Appendix A: Discard Percentages

Figure 5 illustrates the average discard percentages per viewpoint after spatial reprojection in Sponza, for the five tested viewpoint configurations. Overall, the average discard percentages confirm the intuition that rendering a middle viewpoint is slightly better in terms of spatially discarded pixels than rendering the top left viewpoint, specifically for the furthest reprojected viewpoints in the corners. Adding a second rendered viewpoint clearly lowers the amount of discarded pixels compared to the single-camera setups. However, path tracing more viewpoints means much more computational effort compared to rendering only a single viewpoint, so Fig. 5 indicates that the reduction in the discard percentages is simply not enough to justify path tracing an additional viewpoint when striving for real-time performance.

Fig. 5.
figure 5

Viewpoint-wise spatial discard percentage heatmaps for Sponza, for the different tested configurations. The path traced viewpoints are marked with camera icons. Note that each heatmap has a different range.
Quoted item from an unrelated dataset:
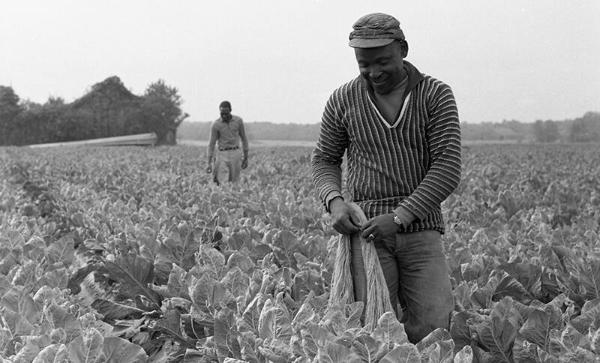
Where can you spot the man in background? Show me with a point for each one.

Appendix B: Comparison Images

Figures 6 and 7 illustrate the results for all scenes, showing the original 1 spp input for the middle viewpoint, the denoised + reprojected results for the synthesized top left viewpoint, and the reference 4096 spp top left viewpoint. Overall, the visual quality is high enough to be usable in various real-time applications; the most visible denoising artifacts are the oversmoothing of shadows, and a moderate amount of blur. Moreover, the blockwise nature of BMFR can still be seen in the Eternal Valley result (Fig. 6d), as temporal accumulation has not yet had time to fully compensate for it. Similarly, temporal accumulation has not yet removed some of the residual noise in Figs. 7c–f.

Fig. 6.
figure 6

Results for frame 15 of Sponza (left column) and Eternal Valley (right column) after denoising and reprojecting the middle viewpoint onto the top left viewpoint of the \(6\times 6\) grid.

Fig. 7.
figure 7

Results for frame 6 of Warehouse (left column) and frame 8 of Bistro Interior (right column) after denoising and reprojecting the middle viewpoint onto the top left viewpoint of the \(6\times 6\) grid.
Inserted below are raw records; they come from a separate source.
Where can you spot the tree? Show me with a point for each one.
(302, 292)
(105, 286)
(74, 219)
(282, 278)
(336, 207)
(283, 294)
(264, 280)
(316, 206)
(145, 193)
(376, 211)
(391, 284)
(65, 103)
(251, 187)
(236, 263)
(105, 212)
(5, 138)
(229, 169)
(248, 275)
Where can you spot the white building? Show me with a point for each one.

In general, narrow strips along the top and left borders exhibit a higher amount of noise, as they were not visible in the middle viewpoint, and thus did not benefit from the denoising. The effect of discards due to the fast camera motion is also evident in the disoccluded areas of Bistro Interior (Figs. 7d and 7f). These are further visualized in Fig. 8, which shows a selection of the results in Figs. 6 and 7 before the discarded areas have been filled in, and with the discards shown in red. These artifacts could be mitigated for example by path tracing more samples at the affected locations, or by leveraging the denoise-after-reprojection pipeline option if parallel resources are available. Applying deep learning based temporal rendering techniques (see [9]) can also be an attractive option in that case.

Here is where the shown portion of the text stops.